Many of the nearly 5,000 Albertans evacuated from their homes due to forest fires have started to be allowed to return home.
Late Tuesday night, the Municipal District of Opportunity announced an evacuation order had been lifted for residents of the hamlet of Wabasca.
The MD said RCMP would be on hand to supervise the return and warned that essential services in the hamlet might be limited or delayed for the time being.
Officials also said reception centres would remain open in nearby communities on Wednesday and meals would continue to be served for those who couldn't immediately get back home.
Cyndi Taron of the MD said most residents of the Bigstone reserve would also be allowed home, although she said about 200 in a specific part of the reserve would remain on evacuation order.
An evacuation order was also lifted Tuesday afternoon for the area of the Old Smith Highway, and about 300 residents were expected to begin returning over the next day.
However, those who returned were told to remain on a 30-minute evacuation notice, and Chief Jamie Coutts of the Lesser Slave Regional Fire Service advised they should not disable or remove any sprinklers on their property.
Taron said no similar order would apply to the thousands of people returning to Wabasca, saying that provincial officials felt confident the fire was being held and the danger was over.
"However, we are keeping the state of local emergency on for a while yet, as a precaution," she said.
Agriculture and Forestry Minister Oneil Carlier said he hopes people will abide by a provincewide fire ban.
"Most of the province is under a high to severe fire threat and it is incredibly important at this time that we all do everything we can to keep people safe."

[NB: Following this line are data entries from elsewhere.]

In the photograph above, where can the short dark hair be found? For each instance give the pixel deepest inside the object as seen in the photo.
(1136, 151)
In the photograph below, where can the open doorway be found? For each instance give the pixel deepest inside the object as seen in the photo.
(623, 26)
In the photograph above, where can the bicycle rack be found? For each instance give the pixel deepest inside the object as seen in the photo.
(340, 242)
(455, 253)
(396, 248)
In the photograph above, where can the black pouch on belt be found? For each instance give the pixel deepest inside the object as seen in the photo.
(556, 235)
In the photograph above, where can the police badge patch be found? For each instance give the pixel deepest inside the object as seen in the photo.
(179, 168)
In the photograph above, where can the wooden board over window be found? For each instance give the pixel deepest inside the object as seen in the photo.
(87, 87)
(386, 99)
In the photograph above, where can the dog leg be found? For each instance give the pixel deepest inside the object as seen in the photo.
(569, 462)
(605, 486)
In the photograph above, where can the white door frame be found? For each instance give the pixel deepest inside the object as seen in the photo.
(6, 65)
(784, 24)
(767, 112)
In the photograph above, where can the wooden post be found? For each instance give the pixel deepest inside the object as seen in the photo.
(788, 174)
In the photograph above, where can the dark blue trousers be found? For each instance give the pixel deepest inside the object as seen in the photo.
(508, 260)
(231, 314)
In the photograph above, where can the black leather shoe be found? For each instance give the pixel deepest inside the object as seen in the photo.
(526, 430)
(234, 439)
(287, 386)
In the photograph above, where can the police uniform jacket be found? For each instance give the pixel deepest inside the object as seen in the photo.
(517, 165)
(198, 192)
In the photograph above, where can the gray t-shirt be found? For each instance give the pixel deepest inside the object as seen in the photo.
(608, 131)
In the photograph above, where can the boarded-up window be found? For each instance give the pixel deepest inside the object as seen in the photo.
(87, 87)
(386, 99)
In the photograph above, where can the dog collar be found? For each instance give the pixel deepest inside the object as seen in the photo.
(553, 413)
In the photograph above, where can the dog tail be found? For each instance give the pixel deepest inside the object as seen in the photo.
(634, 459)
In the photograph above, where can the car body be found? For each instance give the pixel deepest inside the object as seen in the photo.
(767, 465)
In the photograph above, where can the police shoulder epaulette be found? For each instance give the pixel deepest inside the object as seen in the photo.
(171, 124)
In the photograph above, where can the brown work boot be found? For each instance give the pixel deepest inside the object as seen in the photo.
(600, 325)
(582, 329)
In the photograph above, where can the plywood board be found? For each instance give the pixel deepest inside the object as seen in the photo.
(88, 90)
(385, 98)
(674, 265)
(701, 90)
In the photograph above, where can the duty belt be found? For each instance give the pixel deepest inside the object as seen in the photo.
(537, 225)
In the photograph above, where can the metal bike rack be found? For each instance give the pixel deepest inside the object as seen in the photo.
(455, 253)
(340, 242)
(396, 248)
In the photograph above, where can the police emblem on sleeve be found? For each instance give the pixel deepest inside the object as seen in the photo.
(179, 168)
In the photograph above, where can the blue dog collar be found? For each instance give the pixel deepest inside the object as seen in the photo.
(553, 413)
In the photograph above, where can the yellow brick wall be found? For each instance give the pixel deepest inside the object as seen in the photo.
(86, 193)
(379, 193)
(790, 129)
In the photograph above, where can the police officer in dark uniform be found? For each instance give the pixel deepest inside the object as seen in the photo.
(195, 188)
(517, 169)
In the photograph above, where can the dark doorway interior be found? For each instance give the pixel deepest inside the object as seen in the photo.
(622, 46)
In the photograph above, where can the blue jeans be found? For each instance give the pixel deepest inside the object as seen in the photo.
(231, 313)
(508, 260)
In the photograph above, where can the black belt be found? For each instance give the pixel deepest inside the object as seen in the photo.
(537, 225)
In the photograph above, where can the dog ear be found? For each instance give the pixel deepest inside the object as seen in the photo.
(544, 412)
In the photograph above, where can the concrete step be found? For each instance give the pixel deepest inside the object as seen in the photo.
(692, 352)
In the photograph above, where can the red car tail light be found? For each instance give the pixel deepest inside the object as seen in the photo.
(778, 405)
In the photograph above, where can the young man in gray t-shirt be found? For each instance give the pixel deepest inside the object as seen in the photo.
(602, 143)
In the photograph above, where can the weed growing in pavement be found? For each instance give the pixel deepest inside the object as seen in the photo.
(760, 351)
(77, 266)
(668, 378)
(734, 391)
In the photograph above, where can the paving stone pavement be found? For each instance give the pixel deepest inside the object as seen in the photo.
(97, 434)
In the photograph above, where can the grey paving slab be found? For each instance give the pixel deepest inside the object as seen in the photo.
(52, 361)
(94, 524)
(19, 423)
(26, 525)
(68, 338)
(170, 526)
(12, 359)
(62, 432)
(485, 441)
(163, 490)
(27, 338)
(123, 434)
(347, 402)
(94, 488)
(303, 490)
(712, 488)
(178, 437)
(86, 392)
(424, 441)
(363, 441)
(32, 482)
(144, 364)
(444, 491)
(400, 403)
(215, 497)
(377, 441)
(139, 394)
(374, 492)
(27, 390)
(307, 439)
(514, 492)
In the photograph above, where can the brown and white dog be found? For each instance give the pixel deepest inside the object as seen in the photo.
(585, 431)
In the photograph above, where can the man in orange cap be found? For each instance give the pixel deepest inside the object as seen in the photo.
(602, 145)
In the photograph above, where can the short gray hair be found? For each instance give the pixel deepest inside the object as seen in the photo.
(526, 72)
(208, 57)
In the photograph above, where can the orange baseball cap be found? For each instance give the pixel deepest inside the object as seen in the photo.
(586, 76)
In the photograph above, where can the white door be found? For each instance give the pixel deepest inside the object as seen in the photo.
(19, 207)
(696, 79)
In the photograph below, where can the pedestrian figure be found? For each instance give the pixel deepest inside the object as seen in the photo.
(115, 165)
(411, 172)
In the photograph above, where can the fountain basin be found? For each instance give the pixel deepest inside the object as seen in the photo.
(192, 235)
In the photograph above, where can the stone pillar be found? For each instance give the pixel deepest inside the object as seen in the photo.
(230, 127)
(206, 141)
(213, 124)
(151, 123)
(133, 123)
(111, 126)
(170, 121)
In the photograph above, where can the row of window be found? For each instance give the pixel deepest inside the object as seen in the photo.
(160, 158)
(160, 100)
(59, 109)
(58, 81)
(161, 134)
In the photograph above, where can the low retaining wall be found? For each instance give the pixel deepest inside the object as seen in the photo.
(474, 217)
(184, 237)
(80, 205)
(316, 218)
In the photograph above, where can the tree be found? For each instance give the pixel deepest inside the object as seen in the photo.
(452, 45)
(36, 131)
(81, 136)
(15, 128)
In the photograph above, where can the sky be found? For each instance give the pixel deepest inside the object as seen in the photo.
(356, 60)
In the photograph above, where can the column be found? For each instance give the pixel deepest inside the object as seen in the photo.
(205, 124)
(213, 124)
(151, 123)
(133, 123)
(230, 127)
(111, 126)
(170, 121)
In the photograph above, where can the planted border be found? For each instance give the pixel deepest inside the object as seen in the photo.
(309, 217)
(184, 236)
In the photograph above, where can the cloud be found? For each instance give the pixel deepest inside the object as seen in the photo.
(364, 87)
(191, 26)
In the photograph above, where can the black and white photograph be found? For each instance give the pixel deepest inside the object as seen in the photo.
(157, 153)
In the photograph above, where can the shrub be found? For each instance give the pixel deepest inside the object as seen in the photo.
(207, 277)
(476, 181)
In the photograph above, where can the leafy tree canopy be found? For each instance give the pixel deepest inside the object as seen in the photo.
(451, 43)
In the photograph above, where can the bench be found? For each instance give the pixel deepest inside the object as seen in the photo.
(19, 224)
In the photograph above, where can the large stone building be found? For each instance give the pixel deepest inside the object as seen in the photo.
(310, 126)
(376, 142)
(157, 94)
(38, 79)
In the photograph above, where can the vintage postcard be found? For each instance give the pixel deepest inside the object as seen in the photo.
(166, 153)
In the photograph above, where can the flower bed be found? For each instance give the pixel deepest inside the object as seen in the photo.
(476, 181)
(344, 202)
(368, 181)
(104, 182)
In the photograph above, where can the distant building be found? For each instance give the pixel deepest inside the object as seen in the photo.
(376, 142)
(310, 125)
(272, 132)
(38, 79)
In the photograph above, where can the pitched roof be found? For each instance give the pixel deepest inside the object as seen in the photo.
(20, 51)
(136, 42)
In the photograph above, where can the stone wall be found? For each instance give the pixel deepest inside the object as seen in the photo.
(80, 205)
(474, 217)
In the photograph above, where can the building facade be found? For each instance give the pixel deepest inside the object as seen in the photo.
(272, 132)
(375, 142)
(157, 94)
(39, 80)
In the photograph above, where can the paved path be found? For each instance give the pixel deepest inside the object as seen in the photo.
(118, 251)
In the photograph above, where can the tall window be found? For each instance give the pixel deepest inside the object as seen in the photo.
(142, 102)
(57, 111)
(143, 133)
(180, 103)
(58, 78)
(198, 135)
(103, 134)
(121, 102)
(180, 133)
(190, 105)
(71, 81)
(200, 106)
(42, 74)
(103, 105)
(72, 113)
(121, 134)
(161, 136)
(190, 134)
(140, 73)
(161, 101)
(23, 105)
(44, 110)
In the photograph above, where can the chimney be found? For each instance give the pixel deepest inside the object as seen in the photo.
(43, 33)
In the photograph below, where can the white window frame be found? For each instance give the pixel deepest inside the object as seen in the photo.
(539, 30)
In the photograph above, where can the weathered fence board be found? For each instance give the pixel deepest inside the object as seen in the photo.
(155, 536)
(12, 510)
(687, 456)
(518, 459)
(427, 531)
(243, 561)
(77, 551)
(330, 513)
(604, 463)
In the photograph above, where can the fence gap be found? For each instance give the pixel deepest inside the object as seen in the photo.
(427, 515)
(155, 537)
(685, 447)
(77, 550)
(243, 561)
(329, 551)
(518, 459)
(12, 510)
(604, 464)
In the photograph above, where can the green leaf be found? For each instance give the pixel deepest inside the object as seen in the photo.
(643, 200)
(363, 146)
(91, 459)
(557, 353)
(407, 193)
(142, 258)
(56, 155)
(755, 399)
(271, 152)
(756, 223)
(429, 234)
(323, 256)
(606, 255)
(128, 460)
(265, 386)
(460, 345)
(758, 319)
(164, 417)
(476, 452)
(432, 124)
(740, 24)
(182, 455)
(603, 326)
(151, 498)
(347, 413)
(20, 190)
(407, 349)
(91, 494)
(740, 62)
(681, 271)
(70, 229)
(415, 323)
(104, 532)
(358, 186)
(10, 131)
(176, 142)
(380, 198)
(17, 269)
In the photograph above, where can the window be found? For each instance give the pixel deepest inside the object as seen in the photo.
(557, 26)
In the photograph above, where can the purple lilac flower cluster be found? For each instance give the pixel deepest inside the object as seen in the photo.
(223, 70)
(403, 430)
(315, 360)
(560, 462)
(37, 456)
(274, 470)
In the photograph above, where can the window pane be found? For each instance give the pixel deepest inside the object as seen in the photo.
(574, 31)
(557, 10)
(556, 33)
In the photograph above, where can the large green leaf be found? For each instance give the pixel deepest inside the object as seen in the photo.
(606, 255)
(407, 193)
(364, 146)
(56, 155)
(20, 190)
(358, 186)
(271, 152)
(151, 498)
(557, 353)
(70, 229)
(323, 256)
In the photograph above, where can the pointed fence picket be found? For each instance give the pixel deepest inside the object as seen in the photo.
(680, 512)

As of Tuesday afternoon, there were 70 fires burning in the province; 20 were considered to be out of control.
The fire about 20 kilometres east Slave Lake was estimated to be five square kilometres in size. The fire near Wabasca and Bigstone was about two square kilometres.
But Taron said lightning that was forecast for Tuesday night never materialized and the weather had cooled.
No one was relaxing, however, as the entire province has had a long stretch of hot, dry weather.
"We haven't seen very much significant rain since the snow left back in the spring and that's what's causing the high fire hazard in many of these areas," said wildfire officer Geoffrey Driscoll. "And that's also what's causing the fires to get big fast."
More than 600 firefighters were working directly on the wildfires and the government was considering putting a call out for reinforcements. About 100 firefighters from Ontario and water bombers from Quebec have already made the trip west to help.
The wildfires also forced more evacuations from oilsands sites in the Cold Lake area Tuesday.
One fire, about 100 square kilometres in size, was threatening the only access road into the facilities.
Statoil Canada said that it was voluntarily removing non-essential staff from its Leismer project south of Fort McMurray. Company spokesman Peter Symons said Leismer continues to produce oil, but only about 30 of the project's 185 workers remain at the site.
MEG Energy was also getting non-essential staff and contractors away from its Christina Lake facilities.
Cenovus Energy and Canadian Natural Resources earlier shut down projects as a safety precaution, sending about 2,000 workers home.
Meanwhile, officials in Edmonton issued a precautionary air quality advisory for the city due to smoke from the wildfires.
Alberta Health Services said the advisory could last for weeks.